When voice through vote is their only feasible defense against what has become a new American past time, why aren’t we giving children that voice?

For the U.S., the voting age issue finds its roots on the day November 11, 1942. This was the day that Congress reduced the minimum draft age from 21 to 18. It was because of this day that the suffrage-age lowering slogan “old enough to fight, old enough to vote” came into use during Franklin D. Roosevelt’s World War II presidency.

When peeling back the facades of “duty” and “honor” prescribed by government propaganda to young men being drafted as justification for their going to war for country, it becomes clear that advocates’ reason for lowering the voting age then was really an equalization of the right to voice with obligation of service. Having to die for something that one blindly recognized as his higher power had since become unpopular, reserved for the less enlightened subjects of the Divine Right rulers of civilizations past.

It would take intolerably unjustifiable bloodshed to enfranchise drafted 18, 19, and 20 year old vassals of the state into full-fledged citizenship, and the Vietnam War was just that type of bloodshed.
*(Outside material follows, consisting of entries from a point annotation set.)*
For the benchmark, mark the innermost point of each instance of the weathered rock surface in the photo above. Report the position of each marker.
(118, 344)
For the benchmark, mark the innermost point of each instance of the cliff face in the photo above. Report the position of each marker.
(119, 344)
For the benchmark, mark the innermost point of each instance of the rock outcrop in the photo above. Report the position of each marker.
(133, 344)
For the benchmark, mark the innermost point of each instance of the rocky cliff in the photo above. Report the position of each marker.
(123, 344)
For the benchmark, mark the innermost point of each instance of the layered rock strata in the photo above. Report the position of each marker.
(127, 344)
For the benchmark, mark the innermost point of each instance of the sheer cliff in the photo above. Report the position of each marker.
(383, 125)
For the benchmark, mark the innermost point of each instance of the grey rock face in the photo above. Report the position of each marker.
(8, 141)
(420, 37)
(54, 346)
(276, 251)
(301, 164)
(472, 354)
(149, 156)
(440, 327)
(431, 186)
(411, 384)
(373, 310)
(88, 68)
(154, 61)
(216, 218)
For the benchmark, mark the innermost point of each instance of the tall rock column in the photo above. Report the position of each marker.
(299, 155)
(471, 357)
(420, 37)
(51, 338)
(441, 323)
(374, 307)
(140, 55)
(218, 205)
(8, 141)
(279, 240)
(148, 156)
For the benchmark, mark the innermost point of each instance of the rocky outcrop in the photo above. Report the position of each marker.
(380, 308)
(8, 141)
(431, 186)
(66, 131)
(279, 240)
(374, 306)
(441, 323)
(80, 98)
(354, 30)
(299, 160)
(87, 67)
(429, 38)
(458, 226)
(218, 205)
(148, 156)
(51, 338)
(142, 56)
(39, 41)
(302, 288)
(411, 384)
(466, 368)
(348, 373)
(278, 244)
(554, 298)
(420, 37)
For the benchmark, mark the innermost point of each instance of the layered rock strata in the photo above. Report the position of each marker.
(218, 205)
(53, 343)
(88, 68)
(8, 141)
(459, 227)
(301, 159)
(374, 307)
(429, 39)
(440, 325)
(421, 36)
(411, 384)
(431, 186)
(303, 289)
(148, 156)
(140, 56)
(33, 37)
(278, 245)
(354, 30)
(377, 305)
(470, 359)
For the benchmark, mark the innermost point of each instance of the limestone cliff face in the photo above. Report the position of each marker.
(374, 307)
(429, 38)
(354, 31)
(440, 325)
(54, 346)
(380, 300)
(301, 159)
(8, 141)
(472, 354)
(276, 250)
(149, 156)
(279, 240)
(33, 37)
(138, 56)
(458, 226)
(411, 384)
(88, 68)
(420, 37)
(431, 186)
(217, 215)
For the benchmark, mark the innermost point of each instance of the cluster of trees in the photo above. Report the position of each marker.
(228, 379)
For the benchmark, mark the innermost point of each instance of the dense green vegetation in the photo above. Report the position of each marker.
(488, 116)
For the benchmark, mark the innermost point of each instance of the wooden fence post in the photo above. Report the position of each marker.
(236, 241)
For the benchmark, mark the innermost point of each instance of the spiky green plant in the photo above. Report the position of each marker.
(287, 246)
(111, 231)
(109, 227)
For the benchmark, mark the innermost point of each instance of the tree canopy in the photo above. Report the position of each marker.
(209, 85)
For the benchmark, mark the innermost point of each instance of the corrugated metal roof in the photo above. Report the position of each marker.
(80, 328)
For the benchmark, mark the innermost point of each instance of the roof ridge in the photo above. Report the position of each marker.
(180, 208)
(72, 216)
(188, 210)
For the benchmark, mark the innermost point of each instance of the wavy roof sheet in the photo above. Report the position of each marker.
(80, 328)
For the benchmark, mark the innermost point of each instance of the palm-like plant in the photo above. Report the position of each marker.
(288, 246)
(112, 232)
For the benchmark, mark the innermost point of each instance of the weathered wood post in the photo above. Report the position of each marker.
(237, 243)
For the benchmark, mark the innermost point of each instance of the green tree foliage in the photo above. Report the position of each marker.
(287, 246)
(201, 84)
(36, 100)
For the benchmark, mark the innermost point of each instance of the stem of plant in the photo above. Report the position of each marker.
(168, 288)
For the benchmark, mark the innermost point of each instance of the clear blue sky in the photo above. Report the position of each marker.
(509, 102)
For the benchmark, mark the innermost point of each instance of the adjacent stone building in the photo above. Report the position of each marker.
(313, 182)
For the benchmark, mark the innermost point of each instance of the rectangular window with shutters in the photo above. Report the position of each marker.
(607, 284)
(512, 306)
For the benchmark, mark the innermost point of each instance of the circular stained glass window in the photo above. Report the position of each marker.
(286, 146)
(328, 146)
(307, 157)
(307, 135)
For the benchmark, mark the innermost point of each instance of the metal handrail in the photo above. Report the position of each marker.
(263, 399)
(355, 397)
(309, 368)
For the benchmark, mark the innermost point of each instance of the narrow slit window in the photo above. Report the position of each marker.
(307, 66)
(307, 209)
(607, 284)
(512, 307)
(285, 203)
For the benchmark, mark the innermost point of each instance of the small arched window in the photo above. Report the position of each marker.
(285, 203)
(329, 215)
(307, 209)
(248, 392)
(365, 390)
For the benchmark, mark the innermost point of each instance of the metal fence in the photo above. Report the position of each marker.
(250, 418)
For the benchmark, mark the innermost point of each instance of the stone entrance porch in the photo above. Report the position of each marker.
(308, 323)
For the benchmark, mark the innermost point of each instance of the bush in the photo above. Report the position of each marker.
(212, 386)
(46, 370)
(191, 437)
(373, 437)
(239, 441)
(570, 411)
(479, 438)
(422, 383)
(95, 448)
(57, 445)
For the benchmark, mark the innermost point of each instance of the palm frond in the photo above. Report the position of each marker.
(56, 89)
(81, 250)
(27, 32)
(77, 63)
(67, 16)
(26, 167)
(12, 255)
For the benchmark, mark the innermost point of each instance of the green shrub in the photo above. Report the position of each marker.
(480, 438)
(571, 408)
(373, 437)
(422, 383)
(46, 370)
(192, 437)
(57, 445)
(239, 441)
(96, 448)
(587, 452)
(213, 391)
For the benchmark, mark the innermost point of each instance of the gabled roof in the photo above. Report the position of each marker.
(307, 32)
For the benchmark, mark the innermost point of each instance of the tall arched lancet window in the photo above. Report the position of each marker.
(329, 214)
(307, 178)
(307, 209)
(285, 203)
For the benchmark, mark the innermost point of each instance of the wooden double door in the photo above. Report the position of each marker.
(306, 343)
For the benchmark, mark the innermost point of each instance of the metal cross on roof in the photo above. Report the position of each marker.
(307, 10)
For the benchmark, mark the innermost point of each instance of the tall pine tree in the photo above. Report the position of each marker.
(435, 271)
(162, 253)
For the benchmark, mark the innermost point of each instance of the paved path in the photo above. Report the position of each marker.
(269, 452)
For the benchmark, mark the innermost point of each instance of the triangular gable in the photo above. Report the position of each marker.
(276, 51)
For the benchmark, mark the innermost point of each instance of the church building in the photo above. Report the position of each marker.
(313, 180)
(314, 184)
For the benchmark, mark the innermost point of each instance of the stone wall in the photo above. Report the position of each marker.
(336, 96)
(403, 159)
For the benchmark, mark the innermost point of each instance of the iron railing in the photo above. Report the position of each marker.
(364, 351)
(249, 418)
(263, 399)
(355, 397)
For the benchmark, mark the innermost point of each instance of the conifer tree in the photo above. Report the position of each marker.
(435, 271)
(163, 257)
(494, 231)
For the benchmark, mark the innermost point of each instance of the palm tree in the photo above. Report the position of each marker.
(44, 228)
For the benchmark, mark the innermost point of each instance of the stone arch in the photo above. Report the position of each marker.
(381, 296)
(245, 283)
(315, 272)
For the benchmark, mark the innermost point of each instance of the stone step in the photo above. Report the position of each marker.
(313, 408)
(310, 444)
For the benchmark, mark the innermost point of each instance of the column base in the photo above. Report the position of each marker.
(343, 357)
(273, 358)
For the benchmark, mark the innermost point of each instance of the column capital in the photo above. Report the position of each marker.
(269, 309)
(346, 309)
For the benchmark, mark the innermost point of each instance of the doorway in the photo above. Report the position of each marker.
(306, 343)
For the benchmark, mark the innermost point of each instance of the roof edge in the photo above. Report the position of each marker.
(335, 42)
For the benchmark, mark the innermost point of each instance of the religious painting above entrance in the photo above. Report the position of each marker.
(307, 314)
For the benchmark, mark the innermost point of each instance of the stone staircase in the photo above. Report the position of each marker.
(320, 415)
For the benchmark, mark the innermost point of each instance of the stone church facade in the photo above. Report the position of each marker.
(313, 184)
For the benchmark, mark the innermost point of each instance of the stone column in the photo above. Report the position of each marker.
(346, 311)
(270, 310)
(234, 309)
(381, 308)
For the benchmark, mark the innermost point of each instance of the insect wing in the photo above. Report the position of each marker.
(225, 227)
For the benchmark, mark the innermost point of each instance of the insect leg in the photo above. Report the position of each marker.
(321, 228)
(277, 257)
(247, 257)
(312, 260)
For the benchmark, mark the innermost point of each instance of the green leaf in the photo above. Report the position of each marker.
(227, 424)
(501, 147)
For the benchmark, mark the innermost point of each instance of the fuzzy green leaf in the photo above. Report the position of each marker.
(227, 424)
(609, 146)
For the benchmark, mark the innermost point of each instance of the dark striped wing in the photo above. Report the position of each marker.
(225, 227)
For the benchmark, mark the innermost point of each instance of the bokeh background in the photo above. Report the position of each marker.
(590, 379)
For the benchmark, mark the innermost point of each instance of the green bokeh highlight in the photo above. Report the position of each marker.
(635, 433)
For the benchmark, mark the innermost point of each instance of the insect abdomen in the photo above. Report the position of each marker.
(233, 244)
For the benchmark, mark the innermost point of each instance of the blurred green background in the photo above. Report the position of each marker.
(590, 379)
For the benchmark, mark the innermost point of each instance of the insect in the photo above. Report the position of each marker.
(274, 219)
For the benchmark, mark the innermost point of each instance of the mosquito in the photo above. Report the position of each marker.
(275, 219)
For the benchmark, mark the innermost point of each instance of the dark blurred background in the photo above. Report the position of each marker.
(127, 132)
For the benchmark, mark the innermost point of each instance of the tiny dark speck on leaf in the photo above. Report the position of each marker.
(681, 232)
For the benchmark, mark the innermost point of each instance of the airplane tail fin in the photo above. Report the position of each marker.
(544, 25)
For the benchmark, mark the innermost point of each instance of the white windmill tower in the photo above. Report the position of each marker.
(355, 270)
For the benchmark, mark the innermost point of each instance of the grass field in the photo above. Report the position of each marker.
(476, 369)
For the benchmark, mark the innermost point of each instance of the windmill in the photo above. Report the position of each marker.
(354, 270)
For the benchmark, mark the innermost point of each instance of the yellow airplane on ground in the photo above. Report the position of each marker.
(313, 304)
Men fighting across the Pacific were dying for a cause that much of the American public of the time thought empty. In 1971, galvanized by the prospect of engaging in unconscionable violence on the behalf of the state, freshly-minted adults (i.e. 18 year olds) successfully lobbied politicians to grant political voice to their peers who were obliged to partake in politically-motivated violence.

When young people were subjected to the violence brought on by American policy, they were given a right to vote. Today we face arguably as intolerable circumstances: kids die at the hands of gun violence, gun violence remains rampant thanks to unmoving policy, all the while U.S. citizenship is lauded in America as being coveted across the globe.

Is this citizenship worth it if that citizenship comes at a cost that is withheld from your power to prevent?

It is time to recognize that the best interests of our schoolchildren are no longer being served. It is time to give them the right to voice what they deserve.